Doctors, on the other hand, were fair game. Unless their white coat reached their knee or below you could do pretty much whatever you could think of with little fear of reprisal. And interns were especially good targets. They were usually cocky and quite often arrogant because they had MD after their name. The nurses, and even some first- and second-year residents, would help you bring them down a notch or two.
The usual pattern with IVs was to put them as low on the arm, near the wrist, as possible. That way, as the IVs went bad, the intern could work their way up your arm. Our IVs would go bad for a variety of reasons, but the usual causes were either infiltration (the needle had poked or torn through the vein) or a clot that formed in the needle. I mentioned in a previous post that regardless of AHG’s ability to stop a hemorrhage, it was amazingly good at blocking a needle unless the saline used between treatments was kept flowing at a fairly high rate.
Now, because of the size of the needles and the length of the bevel on the end, if the IV was in your forearm, you could often control the flow by tensing and relaxing the muscles around it. When you would tensed up the muscle, the bevel of the needle would be pressed against the side of the vein and the IV would slow down or stop. Conversely, when you relaxed, it would flow unimpeded.
As he (it was almost always a he) made the final adjustments on the little flow regulator, you would tense up a little.
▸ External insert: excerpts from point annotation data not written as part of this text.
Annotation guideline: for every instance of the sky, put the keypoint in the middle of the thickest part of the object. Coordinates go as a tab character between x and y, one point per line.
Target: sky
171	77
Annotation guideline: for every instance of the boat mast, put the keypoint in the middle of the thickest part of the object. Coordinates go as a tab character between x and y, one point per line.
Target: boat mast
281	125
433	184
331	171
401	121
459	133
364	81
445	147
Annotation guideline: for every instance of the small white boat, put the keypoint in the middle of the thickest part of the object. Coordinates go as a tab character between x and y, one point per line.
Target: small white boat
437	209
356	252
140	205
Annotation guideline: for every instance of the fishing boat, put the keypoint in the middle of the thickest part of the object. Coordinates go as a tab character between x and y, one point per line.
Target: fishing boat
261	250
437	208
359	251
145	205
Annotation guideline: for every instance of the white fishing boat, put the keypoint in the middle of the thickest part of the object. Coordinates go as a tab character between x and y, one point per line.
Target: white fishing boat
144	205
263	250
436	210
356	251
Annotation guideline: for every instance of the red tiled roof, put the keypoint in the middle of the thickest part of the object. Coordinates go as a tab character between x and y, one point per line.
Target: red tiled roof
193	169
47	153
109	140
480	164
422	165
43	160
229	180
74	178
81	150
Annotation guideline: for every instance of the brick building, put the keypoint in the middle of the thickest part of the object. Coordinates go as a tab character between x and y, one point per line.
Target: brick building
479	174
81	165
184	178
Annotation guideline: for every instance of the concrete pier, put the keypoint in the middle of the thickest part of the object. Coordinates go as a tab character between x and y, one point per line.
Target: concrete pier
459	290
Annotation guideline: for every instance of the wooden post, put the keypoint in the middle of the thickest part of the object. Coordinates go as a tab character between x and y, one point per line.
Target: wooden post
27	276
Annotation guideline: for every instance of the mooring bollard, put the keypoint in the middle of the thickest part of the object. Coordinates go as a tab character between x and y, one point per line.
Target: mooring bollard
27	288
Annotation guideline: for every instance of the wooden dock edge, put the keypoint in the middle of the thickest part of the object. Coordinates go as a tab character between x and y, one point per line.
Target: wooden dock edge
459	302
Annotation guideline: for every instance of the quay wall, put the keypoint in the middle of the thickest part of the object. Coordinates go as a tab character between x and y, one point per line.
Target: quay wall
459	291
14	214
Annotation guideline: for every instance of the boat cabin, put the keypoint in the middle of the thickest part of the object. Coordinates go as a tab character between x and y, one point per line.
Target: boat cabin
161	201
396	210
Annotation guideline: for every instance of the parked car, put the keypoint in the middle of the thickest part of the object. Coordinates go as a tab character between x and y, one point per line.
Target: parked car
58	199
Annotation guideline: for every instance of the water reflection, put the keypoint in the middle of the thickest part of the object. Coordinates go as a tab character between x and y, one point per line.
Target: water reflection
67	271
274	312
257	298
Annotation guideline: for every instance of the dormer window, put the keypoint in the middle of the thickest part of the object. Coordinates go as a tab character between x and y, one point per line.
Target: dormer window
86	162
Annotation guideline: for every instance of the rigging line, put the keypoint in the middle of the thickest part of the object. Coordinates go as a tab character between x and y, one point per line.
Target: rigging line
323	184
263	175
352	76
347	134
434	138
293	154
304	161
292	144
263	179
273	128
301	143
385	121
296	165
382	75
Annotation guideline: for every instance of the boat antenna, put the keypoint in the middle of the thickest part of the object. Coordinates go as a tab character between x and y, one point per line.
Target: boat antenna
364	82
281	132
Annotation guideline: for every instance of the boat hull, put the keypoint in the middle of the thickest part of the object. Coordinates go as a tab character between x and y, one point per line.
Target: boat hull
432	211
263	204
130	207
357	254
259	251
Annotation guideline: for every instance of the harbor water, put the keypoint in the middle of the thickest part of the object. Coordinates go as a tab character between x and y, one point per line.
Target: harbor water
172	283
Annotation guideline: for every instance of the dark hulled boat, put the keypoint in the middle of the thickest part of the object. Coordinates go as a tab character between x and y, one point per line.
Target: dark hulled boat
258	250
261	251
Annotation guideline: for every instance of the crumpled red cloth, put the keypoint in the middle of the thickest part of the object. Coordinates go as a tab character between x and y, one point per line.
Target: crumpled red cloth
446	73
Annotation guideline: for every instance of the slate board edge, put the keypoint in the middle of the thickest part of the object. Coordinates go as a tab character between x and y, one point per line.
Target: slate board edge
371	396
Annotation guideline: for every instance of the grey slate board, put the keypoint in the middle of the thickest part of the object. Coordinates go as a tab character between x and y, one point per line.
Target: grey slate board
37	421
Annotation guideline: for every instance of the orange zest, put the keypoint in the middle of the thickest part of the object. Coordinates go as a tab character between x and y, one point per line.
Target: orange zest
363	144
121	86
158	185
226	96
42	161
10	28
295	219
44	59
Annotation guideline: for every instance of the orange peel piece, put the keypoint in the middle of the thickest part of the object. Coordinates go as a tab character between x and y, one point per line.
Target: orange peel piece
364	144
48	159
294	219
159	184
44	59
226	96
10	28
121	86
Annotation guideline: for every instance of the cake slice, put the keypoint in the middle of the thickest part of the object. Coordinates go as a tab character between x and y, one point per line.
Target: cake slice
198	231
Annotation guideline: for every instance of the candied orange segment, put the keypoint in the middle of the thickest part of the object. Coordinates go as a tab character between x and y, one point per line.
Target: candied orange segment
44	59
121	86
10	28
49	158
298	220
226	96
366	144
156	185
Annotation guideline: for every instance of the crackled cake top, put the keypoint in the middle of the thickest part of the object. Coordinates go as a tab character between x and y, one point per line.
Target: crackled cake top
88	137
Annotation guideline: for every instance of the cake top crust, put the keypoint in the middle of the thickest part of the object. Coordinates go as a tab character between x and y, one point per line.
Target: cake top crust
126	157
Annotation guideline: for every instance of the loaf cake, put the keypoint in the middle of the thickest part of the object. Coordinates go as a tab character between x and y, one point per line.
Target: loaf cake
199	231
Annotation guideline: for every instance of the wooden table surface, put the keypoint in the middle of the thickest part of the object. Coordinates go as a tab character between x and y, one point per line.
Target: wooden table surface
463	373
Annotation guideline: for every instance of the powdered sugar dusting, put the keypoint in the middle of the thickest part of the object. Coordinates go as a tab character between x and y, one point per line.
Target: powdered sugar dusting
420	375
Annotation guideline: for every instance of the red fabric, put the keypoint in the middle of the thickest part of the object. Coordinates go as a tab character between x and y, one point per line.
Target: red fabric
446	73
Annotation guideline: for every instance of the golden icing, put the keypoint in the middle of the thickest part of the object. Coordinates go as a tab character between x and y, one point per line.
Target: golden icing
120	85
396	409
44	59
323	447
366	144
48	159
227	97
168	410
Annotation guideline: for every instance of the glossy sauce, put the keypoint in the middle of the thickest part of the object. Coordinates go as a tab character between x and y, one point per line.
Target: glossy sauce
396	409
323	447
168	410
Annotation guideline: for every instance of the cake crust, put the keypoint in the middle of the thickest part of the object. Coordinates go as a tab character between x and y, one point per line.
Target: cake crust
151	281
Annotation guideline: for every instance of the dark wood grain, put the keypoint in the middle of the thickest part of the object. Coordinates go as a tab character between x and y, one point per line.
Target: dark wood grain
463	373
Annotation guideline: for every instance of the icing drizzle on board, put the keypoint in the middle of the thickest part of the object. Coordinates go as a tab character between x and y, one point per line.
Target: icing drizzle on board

He would get it set at a speed he liked, and then you would relax. All of a sudden it would be running way too fast, and as soon as he touched the regulator, you’d tighten up and stop it completely. If you were good and didn’t start laughing, you could keep him fussing with the tape and the regulator for half an hour or so.
I imagine this little bit of fun is a vanished part of the past, along with only having three TV stations and dancing to a stack of 45s. What with peripheral catheter thingys and PICC lines and ports and self-infusion at home, driving an intern a little nuts isn’t the same as it used to be. Oh well, it was fun while it lasted.